Population Pharmacokinetic Model and Meta-analysis of Outcomes of Amphotericin B Deoxycholate Use in Adults with Cryptococcal Meningitis.

There is a limited understanding of the population pharmacokinetics (PK) and pharmacodynamics (PD) of amphotericin B deoxycholate (DAmB) for cryptococcal meningitis. A PK study was conducted in n = 42 patients receiving DAmB (1 mg/kg of body weight every 24 h [q24h]). A 2-compartment PK model was developed. Patient weight influenced clearance and volume in the final structural model. Monte Carlo simulations estimated drug exposure associated with various DAmB dosages. A search was conducted for trials reporting outcomes of treatment of cryptococcal meningitis patients with DAmB monotherapy, and a meta-analysis was performed. The PK parameter means (standard deviations) were as follows: clearance, 0.03 (0.01) × weight + 0.67 (0.01) liters/h; volume, 0.82 (0.80) × weight + 1.76 (1.29) liters; first-order rate constant from central compartment to peripheral compartment, 5.36 (6.67) h-1; first-order rate constant from peripheral compartment to central compartment, 9.92 (12.27) h-1 The meta-analysis suggested that the DAmB dosage explained most of the heterogeneity in cerebrospinal fluid (CSF) sterility outcomes but not in mortality outcomes.
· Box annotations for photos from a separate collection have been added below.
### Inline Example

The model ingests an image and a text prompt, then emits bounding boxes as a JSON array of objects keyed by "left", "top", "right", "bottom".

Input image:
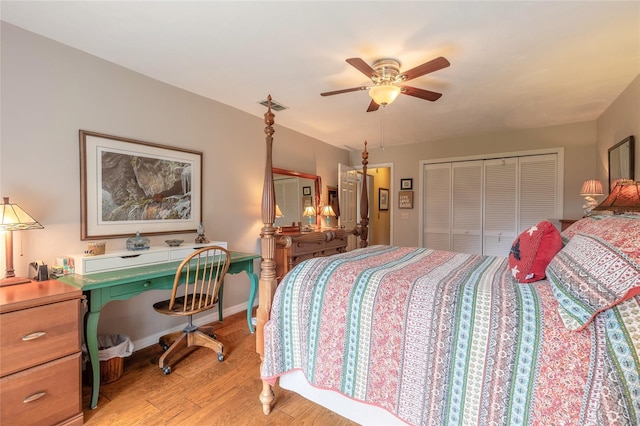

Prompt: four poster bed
[{"left": 256, "top": 98, "right": 640, "bottom": 425}]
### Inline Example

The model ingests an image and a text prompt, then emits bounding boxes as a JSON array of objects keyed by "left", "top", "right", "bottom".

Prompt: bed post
[
  {"left": 360, "top": 141, "right": 369, "bottom": 248},
  {"left": 256, "top": 95, "right": 278, "bottom": 414}
]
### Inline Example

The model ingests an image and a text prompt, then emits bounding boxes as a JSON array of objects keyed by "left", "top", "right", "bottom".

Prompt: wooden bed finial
[
  {"left": 360, "top": 141, "right": 369, "bottom": 248},
  {"left": 256, "top": 95, "right": 278, "bottom": 414}
]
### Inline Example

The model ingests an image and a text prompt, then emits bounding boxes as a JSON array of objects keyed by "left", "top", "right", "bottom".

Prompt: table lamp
[
  {"left": 593, "top": 179, "right": 640, "bottom": 214},
  {"left": 0, "top": 197, "right": 44, "bottom": 287},
  {"left": 322, "top": 204, "right": 336, "bottom": 228},
  {"left": 302, "top": 206, "right": 316, "bottom": 227}
]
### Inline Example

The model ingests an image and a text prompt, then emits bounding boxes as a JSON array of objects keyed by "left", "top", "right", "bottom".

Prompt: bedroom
[{"left": 0, "top": 2, "right": 640, "bottom": 424}]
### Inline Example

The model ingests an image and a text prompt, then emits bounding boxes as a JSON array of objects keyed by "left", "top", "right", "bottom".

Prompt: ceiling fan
[{"left": 320, "top": 56, "right": 450, "bottom": 112}]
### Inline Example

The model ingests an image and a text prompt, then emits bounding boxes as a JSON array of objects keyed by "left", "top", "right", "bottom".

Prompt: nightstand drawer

Simulations of values corresponding to the area under concentration-time curve from h 144 to h 168 (AUC144-168) resulted in median (interquartile range) values of 5.83 mg · h/liter (4.66 to 8.55), 10.16 mg · h/liter (8.07 to 14.55), and 14.51 mg · h/liter (11.48 to 20.42) with dosages of 0.4, 0.7, and 1.0 mg/kg q24h, respectively. DAmB PK is described adequately by a linear model that incorporates weight with clearance and volume. Interpatient PK variability is modest and unlikely to be responsible for variability in clinical outcomes. There is discordance between the impact that drug exposure has on CSF sterility and its impact on mortality outcomes, which may be due to cerebral pathology not reflected in CSF fungal burden, in addition to clinical variables.